When: Thursday January 26, 18h00
Where: Wolfson Pavilion Lecture Theatre, UCT Medical School, Anzio Rd, Observatory (Located below the round glass Infectious Diseases Building (IDDM) – accessed by the stairway to the left of the building)
Hosted by: Section27, Treatment Action Campaign, Médecins Sans Frontières South Africa, SHAWCO
High quality and affordable generic anti-retrovirals (ARVs) from India have been central to the significant scale-up in the HIV response. Due to generic competition, mainly from India, an ARV treatment regimen which cost R5,000 a month per patient in the late 1990s can be bought today for less than R100 per month. Affordable ARVs have allowed for millions of people to receive treatment, with 6.6 million people worldwide, 1.59 million of whom are in South Africa, on ARVs today. A 2010 study showed that between 2003 and 2008, more than 80% of ARVs
used in Africa were purchased from India.
Access to medicines campaigners in India were crucial to ensuring that the government included important public health safe guards in their updated Patents Act. Indian activists have since pushed for these public health safeguards, such as patent oppositions, to be used in order to promote generic competition. These battles have been crucial to high-quality, affordable generic ARVs and other medicines.
But now these hard-fought gains are being threatened: Pharmaceutical companies and powerful northern governments are pushing the Indian government to over-turn essential public health safeguards included in the country’s Patents Act.
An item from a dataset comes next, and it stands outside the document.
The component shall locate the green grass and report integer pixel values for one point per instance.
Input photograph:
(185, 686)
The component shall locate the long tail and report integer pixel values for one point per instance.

This threatens medicine access for millions
of people across the globe.
Understanding the experience of Indian activists is important for African health activists, government and policy makers campaigning for affordable medicines.
Leena Menghaney, the Indian campaigner for Médecins Sans Frontières (MSF) Access Campaign, will speak about the Indian experience of access to medicines, detailing the campaign for the pro-public health Patents Act; patent oppositions in India; and the current fight against the Swiss drug company Novartis and the controversial Free Trade Agreement currently under negotiation with the European Union. A lawyer by training, Leena has worked for MSF’s Access Campaign since
2005. She is based in New Delhi, India.